Ах, «Пачули»! Не духи — головокружительная отрава. Ах, Оксана! Где твоя талия — подобие талии изящной рюмочки за которую хочеться держаться и пьянеть от сюрреаллистических наслаждений. Припадание на колено! Губы припадающего трубочкой. Грудь планетой, с соска стекает вертлявая струйка сладкого шампанского, поймай её. Имена — цементирующая сила. Не одолеть без них хаос воспоминаний. Копыловский мост изогнул спину, ты на шее его держишь в руках вожжи, раздумывая: дернуть ли. Но не решаешься погонять, потому что тебя, как ездока, лишили смелости вот только что, самое большее три-четыре минуты пешком до дома на Ладо Кецховели. Музыкальный театр комедии, построенный после войны грустными пленными японцами. Кореяночка Котсин — «Цветочный башмачок», с которой так хорошо обо всём помолчать, и по-корейски, и по-русски. Красная площадь-дубль. Пионеры в гольфиках у вечного огня. Столкновение с девушками, Леной, Натой и наставником восточных мудростей между ними, угощающего нижние половинки женщин восточными слабостями. Девичьи пупочки, объёмом с рюмочку. В них коньяк, пьянка всю ночь и хмель, непонятно от чего больше: от коньяка или от самих рюмок. Фраза: «Так хорошо, что даже ничего не хочется». Монумент вождю мирового пролетариата. Владимир Ульянов, посол симбирской губернии, дворянин-революционер, режущий воздух акульим плавником ладони, — сердце.
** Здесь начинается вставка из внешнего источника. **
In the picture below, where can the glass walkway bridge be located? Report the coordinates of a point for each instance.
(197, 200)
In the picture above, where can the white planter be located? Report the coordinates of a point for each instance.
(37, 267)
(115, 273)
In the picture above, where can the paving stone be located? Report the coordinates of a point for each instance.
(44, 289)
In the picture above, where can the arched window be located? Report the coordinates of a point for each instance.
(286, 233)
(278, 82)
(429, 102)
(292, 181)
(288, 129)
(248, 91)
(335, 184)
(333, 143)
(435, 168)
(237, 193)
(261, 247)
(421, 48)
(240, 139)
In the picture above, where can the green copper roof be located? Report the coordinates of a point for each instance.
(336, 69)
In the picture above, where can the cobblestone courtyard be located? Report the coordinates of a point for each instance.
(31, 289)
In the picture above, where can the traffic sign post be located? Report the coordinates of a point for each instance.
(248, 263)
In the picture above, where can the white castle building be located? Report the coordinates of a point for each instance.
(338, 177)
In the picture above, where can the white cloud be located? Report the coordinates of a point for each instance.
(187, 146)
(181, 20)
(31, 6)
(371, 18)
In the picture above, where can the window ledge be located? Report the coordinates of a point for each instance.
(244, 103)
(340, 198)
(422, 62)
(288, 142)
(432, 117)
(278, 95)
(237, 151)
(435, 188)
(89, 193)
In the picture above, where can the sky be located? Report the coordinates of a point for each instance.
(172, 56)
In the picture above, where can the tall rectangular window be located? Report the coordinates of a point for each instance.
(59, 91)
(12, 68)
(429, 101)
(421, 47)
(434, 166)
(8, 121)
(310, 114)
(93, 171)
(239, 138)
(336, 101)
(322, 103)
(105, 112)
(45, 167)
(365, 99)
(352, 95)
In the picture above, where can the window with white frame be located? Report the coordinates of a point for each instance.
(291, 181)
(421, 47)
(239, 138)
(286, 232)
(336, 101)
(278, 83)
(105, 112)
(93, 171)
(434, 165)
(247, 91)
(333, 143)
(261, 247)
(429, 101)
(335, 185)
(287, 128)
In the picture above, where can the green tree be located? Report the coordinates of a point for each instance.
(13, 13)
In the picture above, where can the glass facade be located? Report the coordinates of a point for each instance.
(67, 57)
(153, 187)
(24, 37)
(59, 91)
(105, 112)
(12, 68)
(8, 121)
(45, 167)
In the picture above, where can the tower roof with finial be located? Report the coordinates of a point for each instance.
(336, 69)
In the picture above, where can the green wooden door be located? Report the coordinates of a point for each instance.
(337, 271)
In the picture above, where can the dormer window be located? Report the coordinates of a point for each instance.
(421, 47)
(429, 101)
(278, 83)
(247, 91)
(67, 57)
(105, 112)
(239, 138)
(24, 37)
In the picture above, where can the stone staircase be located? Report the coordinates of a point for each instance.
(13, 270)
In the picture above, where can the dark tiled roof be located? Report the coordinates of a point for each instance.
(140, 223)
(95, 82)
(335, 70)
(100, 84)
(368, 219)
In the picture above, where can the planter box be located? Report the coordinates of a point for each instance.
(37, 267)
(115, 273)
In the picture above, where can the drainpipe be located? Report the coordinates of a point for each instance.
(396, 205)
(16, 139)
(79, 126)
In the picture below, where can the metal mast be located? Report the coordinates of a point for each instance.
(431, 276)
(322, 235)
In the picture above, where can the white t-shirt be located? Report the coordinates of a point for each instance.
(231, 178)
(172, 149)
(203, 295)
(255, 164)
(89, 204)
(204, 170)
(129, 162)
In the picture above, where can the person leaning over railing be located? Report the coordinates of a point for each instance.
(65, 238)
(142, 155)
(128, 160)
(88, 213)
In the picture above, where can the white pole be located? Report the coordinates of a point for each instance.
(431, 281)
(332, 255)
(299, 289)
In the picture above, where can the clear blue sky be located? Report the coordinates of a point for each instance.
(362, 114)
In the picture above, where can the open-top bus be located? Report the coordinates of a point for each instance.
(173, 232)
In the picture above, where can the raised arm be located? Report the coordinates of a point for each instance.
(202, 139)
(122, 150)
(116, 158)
Желчь — целый квартал службы безопасности. Театр оперы и балета (новый год, от смеха уже икается, у балеринки на коленях написано: Подайте на пуанты. Три дня не танцевала. «Ах, эти Ленкины коленки!»). Краеведческий музей в египетских звёздах, звёзды — это додуманные мысли (поэтому они так светятся?), радуга в звёздном небе (редкость редкостей), концертно-танцевальный зал с пятью каменными масками, левая — с совершенно глумливой моськой. Шоу «Азарт», куда приходить со своей дамой всё равно, что приходить в ресторан со своим бутербродом. Пиплов по рёбрышко.